The prospect of a Chinese attack on Taiwan is often followed by the question "what would (or should) the U.S. do?" Few options are left to the U.S. once hostilities break out in the Taiwan Strait, and none of them are very good. Thus U.S. policy should and has been geared toward preventing such choices from ever having to be made.
Unfortunately, few in the U.S. understand the situation in the Taiwan Strait. I am leery of speculating how many Americans can not distinguish between Taiwan and Thailand. Even those Americans aware of Taiwan's geography and political status are confused as to why the PRC and Taiwan are technically "one nation." Few are aware of the history of the Chinese civil war and the flight of Chiang Kai-shek's Nationalist government to Taiwan.
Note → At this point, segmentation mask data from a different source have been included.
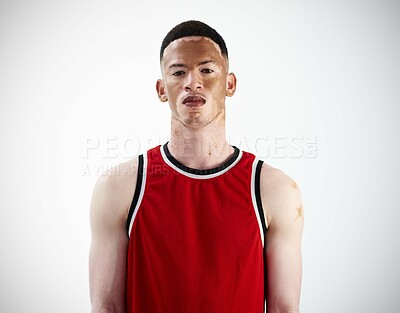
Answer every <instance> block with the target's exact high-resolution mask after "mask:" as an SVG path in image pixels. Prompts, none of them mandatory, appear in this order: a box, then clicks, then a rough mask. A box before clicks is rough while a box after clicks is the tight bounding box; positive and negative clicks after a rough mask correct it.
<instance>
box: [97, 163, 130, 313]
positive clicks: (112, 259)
mask: <svg viewBox="0 0 400 313" xmlns="http://www.w3.org/2000/svg"><path fill="white" fill-rule="evenodd" d="M135 165H136V164H134V165H133V167H132V164H131V165H128V163H124V164H121V165H119V170H120V173H119V174H115V173H114V174H106V175H105V174H103V175H102V176H100V177H99V178H98V180H97V182H96V185H95V187H94V191H93V196H92V201H91V205H90V226H91V235H92V238H91V246H90V254H89V285H90V299H91V303H92V313H125V290H126V289H125V288H126V257H127V248H128V236H127V233H126V228H125V223H126V217H127V213H128V210H129V206H130V201H131V200H132V197H133V191H134V188H135V184H136V173H135V170H136V168H135ZM132 168H133V169H134V171H132ZM124 169H125V170H129V169H130V172H127V171H124ZM127 173H128V174H127Z"/></svg>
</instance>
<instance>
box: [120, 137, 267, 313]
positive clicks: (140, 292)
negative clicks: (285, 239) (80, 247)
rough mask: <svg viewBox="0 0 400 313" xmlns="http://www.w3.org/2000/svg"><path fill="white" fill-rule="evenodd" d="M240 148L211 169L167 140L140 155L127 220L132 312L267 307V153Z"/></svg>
mask: <svg viewBox="0 0 400 313" xmlns="http://www.w3.org/2000/svg"><path fill="white" fill-rule="evenodd" d="M233 148H234V151H235V152H234V154H233V155H232V156H231V157H230V158H229V160H227V161H226V162H225V163H224V164H223V165H221V166H219V167H216V168H213V169H207V170H197V169H193V168H189V167H186V166H184V165H183V164H181V163H180V162H178V161H177V160H176V159H175V158H174V157H173V156H172V155H171V154H170V152H169V150H168V147H167V144H165V145H163V146H158V147H155V148H153V149H151V150H149V151H147V153H146V154H144V155H140V156H139V164H138V169H139V170H138V178H137V184H136V190H135V194H134V198H133V201H132V205H131V208H130V211H129V215H128V220H127V231H128V236H129V247H128V258H127V295H126V301H127V302H126V303H127V311H126V312H128V313H147V312H148V313H161V312H162V313H167V312H168V313H208V312H210V313H225V312H226V313H262V312H264V310H265V301H264V299H265V298H264V296H265V273H264V269H265V258H264V252H265V251H264V238H265V232H266V225H265V221H264V214H263V213H262V206H261V199H260V185H259V181H260V171H261V166H262V161H260V160H258V159H256V158H255V156H254V155H253V154H250V153H248V152H244V151H241V150H239V149H238V148H237V147H233Z"/></svg>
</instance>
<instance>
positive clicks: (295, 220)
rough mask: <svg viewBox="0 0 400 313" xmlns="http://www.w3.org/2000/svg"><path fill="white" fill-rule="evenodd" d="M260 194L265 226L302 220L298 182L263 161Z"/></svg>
mask: <svg viewBox="0 0 400 313" xmlns="http://www.w3.org/2000/svg"><path fill="white" fill-rule="evenodd" d="M260 194H261V200H262V205H263V209H264V212H265V215H266V221H267V226H268V227H270V226H272V225H277V224H280V223H286V222H292V221H300V222H301V223H302V221H303V210H304V209H303V202H302V197H301V191H300V188H299V186H298V184H297V183H296V182H295V181H294V180H293V179H292V178H291V177H289V176H288V175H287V174H286V173H284V172H283V171H282V170H280V169H278V168H275V167H272V166H271V165H269V164H266V163H265V162H264V163H263V166H262V168H261V175H260Z"/></svg>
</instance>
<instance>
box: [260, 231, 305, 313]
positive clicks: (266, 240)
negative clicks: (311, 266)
mask: <svg viewBox="0 0 400 313" xmlns="http://www.w3.org/2000/svg"><path fill="white" fill-rule="evenodd" d="M296 228H300V227H296ZM300 232H301V230H300V229H294V230H290V231H286V230H279V229H276V230H274V229H273V227H271V229H269V230H268V233H267V240H266V244H267V246H266V260H267V277H268V280H267V283H268V285H267V290H268V293H267V303H268V308H269V310H268V312H280V310H278V308H279V309H281V308H287V309H288V310H289V309H292V308H296V307H297V306H298V304H299V298H300V288H301V276H302V260H301V247H300V240H299V237H300V236H301V234H300Z"/></svg>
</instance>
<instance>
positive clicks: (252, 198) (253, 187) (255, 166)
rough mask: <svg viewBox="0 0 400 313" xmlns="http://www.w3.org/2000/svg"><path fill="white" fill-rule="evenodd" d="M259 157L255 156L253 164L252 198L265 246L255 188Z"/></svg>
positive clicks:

Fewer still are aware of Taiwan's fifty years as a colony of Japan.
This general ignorance is troubling, because a number of factors have to be kept in mind in order to clearly analyze the situation. Partisans on both sides of the issue will quote a blizzard of facts and figures in support of seemingly rock-solid cases, but the facts are torturously complex and clear moral imperatives extraordinarily difficult to draw. Advocates of Taiwanese independence will note that the Taiwanese "speak a different language" and that Taiwan was "part of China" for less than 10% of China's recorded history. A defender of the Chinese case will counter that the language spoken in Taiwan is no more different from the language spoken in Beijing that that spoken in Canton or Xiamen or Shanghai or any other of dozens of unimpeachably Chinese cities in which a dialect other than Mandarin is spoken. Moreover, Taiwan came under the administration of Beijing in 1687, making the history of "Chinese Taiwan" longer than that of the United States.
Perhaps the most salient fact that must be kept in mind by U.S. policymakers is evinced by the recent actions of the National People's Congress. Though the PRC remains an authoritarian state, the NPC is the institution within that system most responsive to the democratic impulses of the Chinese citizenry. The cold, hard fact is that the legislation drafted by the NPC most likely reflects the passionately held opinion of the vast majority of ordinary people in the People's Republic of China. Many in China are deeply disatisfied with their government, but they remain at the same time zealously nationalistic. The reunification of mainland China with Taiwan is a sacred cause of Chinese nationalism, and has been since Taiwan was ceded to Japan (after defeat in the first Sino-Japanese War) in 1895.
Three summers ago I had an encounter in Nanjing which helped illustrate some of the situation for me. I was invited to the opening of a chic new night-spot by a young man, one of China's new entrepreneurs. The interior was lavishly decorated in the height of "bourgeois decadence (the kicker were the pornographic tiles airbrushed over the urinals in the men's lavatory). Posters adorned the walls in which quotations from Chairman Mao had been edited to turn them into dirty jokes. An old surplus army truck had been turned into a stage on which bands performed ear-splitting rock music. As I sat and watched one of the bands I noticed that along the side of the truck had been spray-painted a slogan: "We will definitely liberate Taiwan!" The young owner noticed me reading it and smiled proudly, declaring, "I painted that!"
Taiwan is a robust young democracy and must be protected. At the same time, U.S. leaders must understand that a declaration of independence by Taiwan will mean certain war. No Chinese government, whether the current Communist regime or some future democratic administration, could survive the tidal wave of public outrage that would occasion a Taiwanese declaration of independence. Because independence would mean war and war leaves no good options for the U.S., the U.S. must tread VERY carefully in conducting Strait diplomacy.